Chapitre 9 : Rien qu'une danse

Assise sur un banc Aveline regardait les autres danser en riant. L'ambiance chaleureuse lui faisait presque oublier tous ses problèmes. Ce n'était pas la première soirée d'été, puisque celle-ci serait réservée au bal, cependant les serviteurs la fêtaient comme tel avant d'être noyés sous la tonne de travail qui les attendait à partir du lendemain. Même si la jeune fille vivait les évènements différemment, vu que sa bibliothèque semblait, en cette période de l'année, boudée par les nobles. Ce qui ne l'empêchait pas d'apprécier cette petite fête simple où tout le monde s'amusait sans se préoccuper de conventions ou de protocole.
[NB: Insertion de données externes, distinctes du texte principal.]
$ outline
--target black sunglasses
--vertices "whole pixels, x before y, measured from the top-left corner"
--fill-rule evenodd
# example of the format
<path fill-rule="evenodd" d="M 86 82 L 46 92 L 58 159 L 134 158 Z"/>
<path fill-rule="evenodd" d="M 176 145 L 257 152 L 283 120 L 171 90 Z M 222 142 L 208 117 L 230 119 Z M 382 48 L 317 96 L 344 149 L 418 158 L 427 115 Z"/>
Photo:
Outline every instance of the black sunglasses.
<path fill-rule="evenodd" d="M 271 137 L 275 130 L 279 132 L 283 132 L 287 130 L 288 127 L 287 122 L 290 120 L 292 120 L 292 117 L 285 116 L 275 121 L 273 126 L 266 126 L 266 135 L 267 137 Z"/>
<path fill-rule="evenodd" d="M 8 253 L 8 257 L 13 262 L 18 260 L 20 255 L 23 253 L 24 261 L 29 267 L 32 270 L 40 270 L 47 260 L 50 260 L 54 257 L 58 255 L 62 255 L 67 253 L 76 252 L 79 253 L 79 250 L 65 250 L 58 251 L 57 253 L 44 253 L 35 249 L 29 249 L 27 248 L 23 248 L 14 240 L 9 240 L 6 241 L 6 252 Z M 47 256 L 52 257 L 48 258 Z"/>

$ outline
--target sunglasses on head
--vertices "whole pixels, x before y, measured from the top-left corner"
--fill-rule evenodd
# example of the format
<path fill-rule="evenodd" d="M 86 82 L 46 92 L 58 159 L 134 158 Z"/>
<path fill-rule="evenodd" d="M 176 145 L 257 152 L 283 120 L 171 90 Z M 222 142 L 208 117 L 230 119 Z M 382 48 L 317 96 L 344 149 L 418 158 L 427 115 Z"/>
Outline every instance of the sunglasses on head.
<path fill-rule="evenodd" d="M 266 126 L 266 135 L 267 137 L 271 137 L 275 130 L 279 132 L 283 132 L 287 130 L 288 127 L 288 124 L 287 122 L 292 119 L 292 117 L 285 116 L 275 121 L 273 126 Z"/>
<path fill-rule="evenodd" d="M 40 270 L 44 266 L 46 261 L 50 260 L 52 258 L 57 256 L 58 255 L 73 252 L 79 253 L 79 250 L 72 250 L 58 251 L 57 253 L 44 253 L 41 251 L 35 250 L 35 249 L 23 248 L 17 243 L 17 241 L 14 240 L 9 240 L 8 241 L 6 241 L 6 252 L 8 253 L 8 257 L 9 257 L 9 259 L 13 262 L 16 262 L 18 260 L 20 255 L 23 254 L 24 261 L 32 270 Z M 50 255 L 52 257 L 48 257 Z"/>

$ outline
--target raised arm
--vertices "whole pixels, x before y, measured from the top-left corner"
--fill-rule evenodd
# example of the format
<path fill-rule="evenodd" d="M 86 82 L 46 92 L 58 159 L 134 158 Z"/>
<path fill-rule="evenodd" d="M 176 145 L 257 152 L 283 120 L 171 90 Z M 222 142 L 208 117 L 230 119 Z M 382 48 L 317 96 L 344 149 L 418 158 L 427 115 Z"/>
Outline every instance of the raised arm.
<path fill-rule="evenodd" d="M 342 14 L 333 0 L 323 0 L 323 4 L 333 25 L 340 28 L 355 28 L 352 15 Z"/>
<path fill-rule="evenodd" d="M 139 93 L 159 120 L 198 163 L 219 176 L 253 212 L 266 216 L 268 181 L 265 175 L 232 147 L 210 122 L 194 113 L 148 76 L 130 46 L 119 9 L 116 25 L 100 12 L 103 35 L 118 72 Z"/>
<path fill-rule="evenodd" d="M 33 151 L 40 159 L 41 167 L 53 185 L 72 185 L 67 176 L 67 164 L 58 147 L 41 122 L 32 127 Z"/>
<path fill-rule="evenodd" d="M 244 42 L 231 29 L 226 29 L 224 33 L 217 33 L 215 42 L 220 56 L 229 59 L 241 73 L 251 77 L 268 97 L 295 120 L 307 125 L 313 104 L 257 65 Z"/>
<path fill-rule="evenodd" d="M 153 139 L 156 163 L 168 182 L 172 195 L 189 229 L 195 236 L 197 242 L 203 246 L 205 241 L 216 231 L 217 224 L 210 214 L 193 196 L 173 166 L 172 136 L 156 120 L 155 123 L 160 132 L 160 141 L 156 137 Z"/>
Elle se laissa entrainer par un charmant jeune homme, si elle ne buvait pas cela ne l'empêchait pas de s'amuser avec les autres, elle était raisonnable et certains de ses compagnons s'étaient proposés pour la raccompagner chez elle ensuite. Sa Grand-Mère lui avait autorisé cette sortie et elle n'avait toujours pas osé lui parler du bal, il le faudrait pourtant, qu'elle ne soit pas prise au dépourvu par l'arrivée inopinée des robes. Alana serait-elle heureuse ? Ou furieuse ? Allait-elle apprécier le bal ? Toutes ces questions pouvaient paraitres futiles, mais elles lui semblaient tout d'un coup si importantes.

L'euphorie de la danse retombée elle se mit dans un coin pour se reposer quelques instants. Elle n'allait pas tarder à s'en aller, il était encore tôt et elle n'oserait pas demander à ce qu'on la raccompagne. Aveline n'oubliait pas non plus le fait qu'elle était étroitement surveillée par les espions du Seigneur Seth. Elle posa sa main sur le bras de Mary.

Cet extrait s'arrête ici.